En voyant chromatiquement des images qui n’auraient pas dû être en couleur quelque chose arrive à notre perception. D’abord un désaccord puis une certaine profondeur du temps historique, le grain d’un passage. Nous nous plongions dans ce passé, brutalement, dans sa texture réelle, dans ces existences passées et dans cette ville qu’on croyait connaître. Qu’était alors la vie? Et les arbres ? Les pierres ? Les femmes portaient d’autres vêtements mais les visages se ressemblaient.

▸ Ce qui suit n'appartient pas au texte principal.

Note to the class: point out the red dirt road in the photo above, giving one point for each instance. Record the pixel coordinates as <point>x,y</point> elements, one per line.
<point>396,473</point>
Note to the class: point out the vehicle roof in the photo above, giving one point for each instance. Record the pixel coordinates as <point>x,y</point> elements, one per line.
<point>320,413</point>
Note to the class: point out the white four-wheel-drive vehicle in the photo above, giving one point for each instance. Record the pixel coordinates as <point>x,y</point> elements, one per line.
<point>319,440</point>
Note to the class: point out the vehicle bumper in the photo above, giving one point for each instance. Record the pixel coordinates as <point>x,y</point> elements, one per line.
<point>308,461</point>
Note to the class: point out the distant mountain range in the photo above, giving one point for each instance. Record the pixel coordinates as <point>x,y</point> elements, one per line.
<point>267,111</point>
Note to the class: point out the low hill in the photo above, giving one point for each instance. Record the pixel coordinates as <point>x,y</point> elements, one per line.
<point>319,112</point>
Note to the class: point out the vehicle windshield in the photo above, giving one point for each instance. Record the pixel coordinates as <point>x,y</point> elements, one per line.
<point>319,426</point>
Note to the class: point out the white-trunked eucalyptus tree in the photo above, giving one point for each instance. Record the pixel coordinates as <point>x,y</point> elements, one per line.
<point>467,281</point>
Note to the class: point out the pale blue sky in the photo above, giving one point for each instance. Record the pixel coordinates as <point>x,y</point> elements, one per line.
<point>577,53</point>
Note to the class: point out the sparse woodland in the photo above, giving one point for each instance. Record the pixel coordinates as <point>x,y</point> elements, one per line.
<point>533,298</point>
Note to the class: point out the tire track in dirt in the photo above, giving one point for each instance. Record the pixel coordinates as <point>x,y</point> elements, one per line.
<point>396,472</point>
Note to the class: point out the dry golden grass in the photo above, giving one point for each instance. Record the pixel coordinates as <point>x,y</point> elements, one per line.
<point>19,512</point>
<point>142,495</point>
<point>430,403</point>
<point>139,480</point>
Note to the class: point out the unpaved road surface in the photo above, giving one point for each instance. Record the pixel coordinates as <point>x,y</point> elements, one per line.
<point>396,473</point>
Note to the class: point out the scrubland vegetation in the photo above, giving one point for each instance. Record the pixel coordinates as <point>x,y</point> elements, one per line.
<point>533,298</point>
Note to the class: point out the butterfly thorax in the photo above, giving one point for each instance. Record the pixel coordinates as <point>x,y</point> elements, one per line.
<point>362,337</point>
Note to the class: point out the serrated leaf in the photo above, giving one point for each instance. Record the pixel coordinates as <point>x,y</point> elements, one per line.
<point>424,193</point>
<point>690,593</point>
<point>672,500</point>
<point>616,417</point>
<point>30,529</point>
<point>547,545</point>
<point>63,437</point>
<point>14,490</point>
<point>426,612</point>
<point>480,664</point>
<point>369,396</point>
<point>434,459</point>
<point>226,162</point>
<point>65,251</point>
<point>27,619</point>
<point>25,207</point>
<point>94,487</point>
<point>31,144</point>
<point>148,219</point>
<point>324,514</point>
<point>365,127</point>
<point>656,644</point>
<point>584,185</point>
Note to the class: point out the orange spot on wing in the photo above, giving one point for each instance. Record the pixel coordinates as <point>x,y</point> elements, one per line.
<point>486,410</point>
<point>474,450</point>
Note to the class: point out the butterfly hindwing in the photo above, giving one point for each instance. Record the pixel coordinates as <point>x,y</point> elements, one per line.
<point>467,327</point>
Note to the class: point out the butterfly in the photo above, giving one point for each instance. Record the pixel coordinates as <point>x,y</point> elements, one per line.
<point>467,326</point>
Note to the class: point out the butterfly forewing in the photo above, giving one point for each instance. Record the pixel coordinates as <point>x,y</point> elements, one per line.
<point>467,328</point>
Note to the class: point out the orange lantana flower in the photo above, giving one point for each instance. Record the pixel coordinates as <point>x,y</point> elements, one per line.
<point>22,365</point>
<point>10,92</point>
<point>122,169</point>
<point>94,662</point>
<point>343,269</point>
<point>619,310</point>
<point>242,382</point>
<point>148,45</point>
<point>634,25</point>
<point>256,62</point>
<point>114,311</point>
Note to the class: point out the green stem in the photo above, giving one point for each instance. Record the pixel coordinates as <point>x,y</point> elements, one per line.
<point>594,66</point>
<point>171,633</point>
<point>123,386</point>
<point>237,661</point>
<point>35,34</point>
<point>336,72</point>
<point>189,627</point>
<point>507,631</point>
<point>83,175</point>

Notre perception de la réalité est fonction de systèmes techniques dominants. Il suffit qu’un procédé soit minoritaire (comme ici l’autochrome) et quelque chose de surprenant arrive. Il y a cet écart étrange comme si ces images existaient sur deux plans : celui auquel nous nous attendions, le noir et le blanc, le grain, le bougé. Ce premier plan est technique (il s’agit d’un dispositif de captation), esthétique (il concerne la perception) et ontologique (nous imaginons une certaine réalité historiquement située). Il est un horizon d’anticipation qui lie les trois. Le second plan est l’interruption provoquée par la couleur qui téléporte ces images à une époque à laquelle elles n’appartiennent pas. Il y a un désaccord, à contre-temps, et c’est ce caractère intempestif qui produit un autre effet technique, esthétique et ontologique : la surprise est celle de la perception d’une autre concrétude. Ces images nous révèlent le complexe indissociable dans lequel nous sommes plongés.
Les dispositifs techniques déterminent notre structure transcendantale et transforme donc la définition même de celle-ci.